Montag, 19.09.2016 11:03

Kommentar von Peter Niedermeyer

Liebe Leser,

erinnern Sie sich noch? Im August 2016 war bekannt geworden, dass der Leoni AG durch Betrug rund 40 Mio. Euro Schaden entstanden waren. Nun teilte das Unternehmen mit, dass es im Hinblick auf mögliche Ersatzansprüche „nicht realistisch“ sei, dass in diesem Jahr eine letztliche Klärung erfolgen werde. Bedeutet im Klartext: Der Schaden durch den Betrug soll im laufenden Geschäftsjahr bilanziell berücksichtigt werden!
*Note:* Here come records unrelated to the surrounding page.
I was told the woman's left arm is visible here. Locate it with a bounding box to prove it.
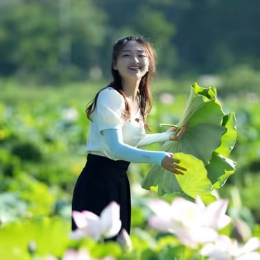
[137,132,173,147]
[137,126,187,147]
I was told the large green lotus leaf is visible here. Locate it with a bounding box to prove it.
[165,124,225,164]
[216,112,237,158]
[142,153,216,204]
[173,153,216,204]
[179,83,220,128]
[142,161,182,196]
[206,152,236,189]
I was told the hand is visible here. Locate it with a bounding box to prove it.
[162,153,187,175]
[167,125,187,141]
[166,127,177,132]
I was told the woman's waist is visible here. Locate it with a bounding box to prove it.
[87,152,130,171]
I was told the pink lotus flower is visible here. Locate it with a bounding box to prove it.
[70,202,122,241]
[200,236,260,260]
[116,229,133,252]
[62,249,115,260]
[149,197,230,248]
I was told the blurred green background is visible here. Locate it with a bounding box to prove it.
[0,0,260,258]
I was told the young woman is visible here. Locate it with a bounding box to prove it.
[72,36,186,239]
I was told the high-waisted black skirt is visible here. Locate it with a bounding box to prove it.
[72,154,131,239]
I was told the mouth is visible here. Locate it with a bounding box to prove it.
[128,66,141,71]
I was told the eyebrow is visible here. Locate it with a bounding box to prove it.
[122,50,145,53]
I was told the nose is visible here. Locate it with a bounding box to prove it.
[132,56,139,63]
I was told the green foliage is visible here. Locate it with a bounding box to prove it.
[142,83,237,201]
[0,81,260,260]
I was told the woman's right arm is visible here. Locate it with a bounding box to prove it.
[102,129,186,174]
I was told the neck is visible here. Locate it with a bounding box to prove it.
[123,79,141,101]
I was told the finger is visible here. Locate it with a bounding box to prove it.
[175,165,187,171]
[173,169,184,175]
[172,158,181,163]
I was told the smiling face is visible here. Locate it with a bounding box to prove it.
[113,41,149,80]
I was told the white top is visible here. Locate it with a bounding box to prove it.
[86,87,172,160]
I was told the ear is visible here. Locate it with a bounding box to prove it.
[113,61,117,70]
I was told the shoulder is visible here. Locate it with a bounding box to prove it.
[98,86,125,108]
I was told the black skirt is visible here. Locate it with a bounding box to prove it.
[72,154,131,240]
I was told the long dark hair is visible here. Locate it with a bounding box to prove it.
[86,36,156,130]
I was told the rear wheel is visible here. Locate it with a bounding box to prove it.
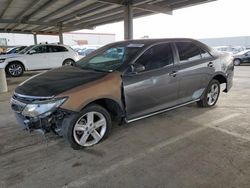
[234,59,241,66]
[6,62,24,77]
[62,105,112,149]
[197,80,220,107]
[62,59,75,66]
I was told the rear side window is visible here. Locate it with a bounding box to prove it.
[49,46,68,52]
[32,46,48,54]
[136,43,174,71]
[175,42,201,63]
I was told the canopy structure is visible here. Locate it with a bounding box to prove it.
[0,0,214,43]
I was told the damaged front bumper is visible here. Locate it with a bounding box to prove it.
[10,94,71,135]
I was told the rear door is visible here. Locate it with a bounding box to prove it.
[175,41,215,103]
[122,43,179,119]
[25,45,49,70]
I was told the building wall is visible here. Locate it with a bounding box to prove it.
[199,36,250,48]
[0,32,115,46]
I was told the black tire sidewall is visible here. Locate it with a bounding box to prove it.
[203,79,220,107]
[62,59,75,66]
[5,62,24,77]
[62,105,112,150]
[234,59,241,66]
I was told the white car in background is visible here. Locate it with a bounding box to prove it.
[214,46,246,55]
[0,44,80,77]
[72,45,102,57]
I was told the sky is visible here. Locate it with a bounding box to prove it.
[78,0,250,40]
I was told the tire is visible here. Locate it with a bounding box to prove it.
[5,62,24,77]
[197,79,220,108]
[234,59,241,66]
[62,59,75,66]
[62,104,112,150]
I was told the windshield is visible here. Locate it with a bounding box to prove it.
[19,45,35,54]
[76,42,144,72]
[6,48,14,54]
[237,50,249,55]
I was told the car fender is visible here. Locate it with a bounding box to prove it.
[5,57,27,70]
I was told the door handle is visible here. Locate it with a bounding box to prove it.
[168,71,177,77]
[207,62,214,67]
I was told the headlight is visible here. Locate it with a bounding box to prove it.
[0,59,5,63]
[22,98,67,117]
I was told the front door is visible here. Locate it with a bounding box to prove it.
[25,45,50,70]
[122,43,179,120]
[175,41,215,103]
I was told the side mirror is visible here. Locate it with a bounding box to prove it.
[29,50,36,55]
[131,63,145,73]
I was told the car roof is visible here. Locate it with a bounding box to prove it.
[112,38,212,51]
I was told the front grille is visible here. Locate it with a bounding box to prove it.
[10,93,51,113]
[10,98,27,113]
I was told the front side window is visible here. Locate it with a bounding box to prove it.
[31,46,47,54]
[19,45,34,54]
[48,46,68,52]
[200,49,212,59]
[136,43,174,71]
[76,43,144,72]
[175,42,201,63]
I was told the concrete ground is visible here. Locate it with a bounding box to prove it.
[0,66,250,188]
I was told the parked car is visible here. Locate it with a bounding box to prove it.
[214,46,246,55]
[0,46,27,57]
[11,39,234,149]
[0,44,80,77]
[72,45,101,57]
[234,50,250,65]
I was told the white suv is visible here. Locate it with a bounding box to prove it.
[0,44,80,77]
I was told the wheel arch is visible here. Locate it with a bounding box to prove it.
[5,60,26,71]
[212,73,228,92]
[212,73,227,84]
[82,98,124,121]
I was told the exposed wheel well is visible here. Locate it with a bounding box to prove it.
[213,74,227,84]
[5,61,25,71]
[88,99,124,121]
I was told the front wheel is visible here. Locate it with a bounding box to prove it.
[197,80,220,107]
[62,105,112,149]
[6,62,24,77]
[62,59,75,66]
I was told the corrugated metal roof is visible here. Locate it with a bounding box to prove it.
[0,0,214,34]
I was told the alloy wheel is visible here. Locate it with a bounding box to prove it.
[207,84,219,106]
[234,59,240,66]
[73,112,107,147]
[8,63,23,76]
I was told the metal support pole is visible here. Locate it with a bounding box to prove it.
[0,69,8,93]
[124,1,133,40]
[59,25,63,44]
[33,33,37,44]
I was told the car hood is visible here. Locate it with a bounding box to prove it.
[0,54,24,59]
[15,66,108,97]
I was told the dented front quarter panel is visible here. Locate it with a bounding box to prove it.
[58,71,123,112]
Entsprechend konsequent senkte Leoni per Unternehmensmitteilung die Jahresprognose für das Ebit (Ergebnis vor Steuern und Zinsen) von 105 Mio. Euro auf 65 Mio. Euro. Der Umsatz soll unverändert bei 4,4 Mrd. Euro liegen. Die Botschaft ist klar: Operativ hat sich nichts geändert – unsere Prognose in Bezug auf Umsatz und operativen Gewinn bleibt unverändert, allerdings um exakt die Schadenshöhe verringert. Und Leoni schaut nach vorne: Vor wenigen Tagen wurden 51% an einem chinesischen Bordnetz-Hersteller erworben. Wir lassen uns von dem Betrugsfall nicht lähmen, so offensichtlich der Tenor bei Leoni. Allerdings ist es möglich, dass die Dividende für 2016 wegen des Betrugsfalls sinken wird, da laut Firmenpolitik rund ein Drittel des Konzern-Jahresüberschusses ausgeschüttet werden soll. Aber darüber entscheiden letztlich die Eigentümer des Unternehmens – und das sind die Aktionäre.
Ich weise darauf hin, dass ich in der Aktie investiert bin.